Indeed, the modern American left seems incoherent and irrational. How can they be centralizing globalists yet unleash centrifugal forces of racial/sexual tribalism through identity politics? How can monopolistic corporations support “socialists” (or vice versa)? How can elites support street mobs yet use the pandemic to impose a police state? Old Marxists also never questioned marriage, borders, or biological sex.

Thus Gottfried has a point, but he has not convincingly provided an alternative explanation or terminology to replace “cultural Marxism.”

These trends seem incongruous unless one realizes the true nature of the conflict is a class struggle. There are three classes in modern America: managers (institutional elites), producers (taxpaying small business-owners, the middle and working classes), and dependents (non-taxpaying dependents of government). We are living in Sam Francis’ concept of “anarcho-tyranny,” wherein managerial elites and their allies the dependents are trying to squeeze the producers out of existence.

My lament is that often the Old Right is better at diagnosing problems than prescribing cures. We must recognize that we are engaged in a class rather than ideological conflict, and adapt accordingly. We need a Producer Revolution that will dismantle the sources of anarcho-tyranny and the artificial classes of manager and dependent: the permanent bureaucracy and political class, the welfare state, mass migration, and even, yes, corporations.

It is not “socialist” to recognize that corporations are monopolistic and that free markets existed long before the 17th century corporation. Corporate power, money and propagandistic advertising overwhelms the influence of church, family, and community.

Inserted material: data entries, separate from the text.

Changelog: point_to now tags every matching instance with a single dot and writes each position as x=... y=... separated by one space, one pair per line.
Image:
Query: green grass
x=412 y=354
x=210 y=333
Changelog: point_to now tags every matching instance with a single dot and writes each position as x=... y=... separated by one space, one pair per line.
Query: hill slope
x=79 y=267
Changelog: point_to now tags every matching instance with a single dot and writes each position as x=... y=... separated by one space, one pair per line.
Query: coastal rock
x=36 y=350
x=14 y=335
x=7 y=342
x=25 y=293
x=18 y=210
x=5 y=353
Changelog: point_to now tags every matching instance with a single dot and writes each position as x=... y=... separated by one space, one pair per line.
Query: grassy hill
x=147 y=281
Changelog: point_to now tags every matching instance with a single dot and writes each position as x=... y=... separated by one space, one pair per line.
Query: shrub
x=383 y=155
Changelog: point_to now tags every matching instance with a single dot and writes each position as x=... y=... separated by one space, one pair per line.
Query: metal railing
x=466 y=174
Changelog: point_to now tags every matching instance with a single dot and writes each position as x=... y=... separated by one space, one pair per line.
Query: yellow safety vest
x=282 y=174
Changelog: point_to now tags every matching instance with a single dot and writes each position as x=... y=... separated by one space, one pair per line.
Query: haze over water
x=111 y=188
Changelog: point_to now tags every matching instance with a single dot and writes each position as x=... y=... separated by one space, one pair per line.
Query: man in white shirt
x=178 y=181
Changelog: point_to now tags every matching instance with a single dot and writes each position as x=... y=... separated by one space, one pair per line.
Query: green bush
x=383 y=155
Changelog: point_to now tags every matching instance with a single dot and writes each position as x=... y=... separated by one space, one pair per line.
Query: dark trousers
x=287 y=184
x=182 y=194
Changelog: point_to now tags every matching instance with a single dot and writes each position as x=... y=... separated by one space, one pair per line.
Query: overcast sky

It is these autonomous, local institutions that must shape culture again instead of the state and corporation.

—S. D. Parks Manhattan, Kansas

Prof. Gottfried replies

There is nothing in Mr. Parks’ description of how today’s left behaves that I could possibly disagree with. Indeed, my new book, Antifascism: The Course of a Crusade, makes many of the points that Mr. Parks states in his letter. He does express a valid concern about an alternative reference for our shameless totalitarians and their legions of rioting troublemakers rather than the inaccurate “Marxist” label. I think we have held on to that admittedly deficient term for lack of something better, and I’m not sure I can come up with a better label that will catch on.

Our ruling class most certainly does not consist of real Marxists, even if they push the radical egalitarian rhetoric of the traditional left and its call for revolution. They are the wielders of power who have financed and set loose paid mobs targeting the real working class, declared war on biblical morality and white males, and utterly corrupted both journalism and academic learning throughout the Western world.

My own candidate for a replacement designation for this group is “the Post- Marxist Left,” but despite my best efforts, I have not been able to get others to adopt it.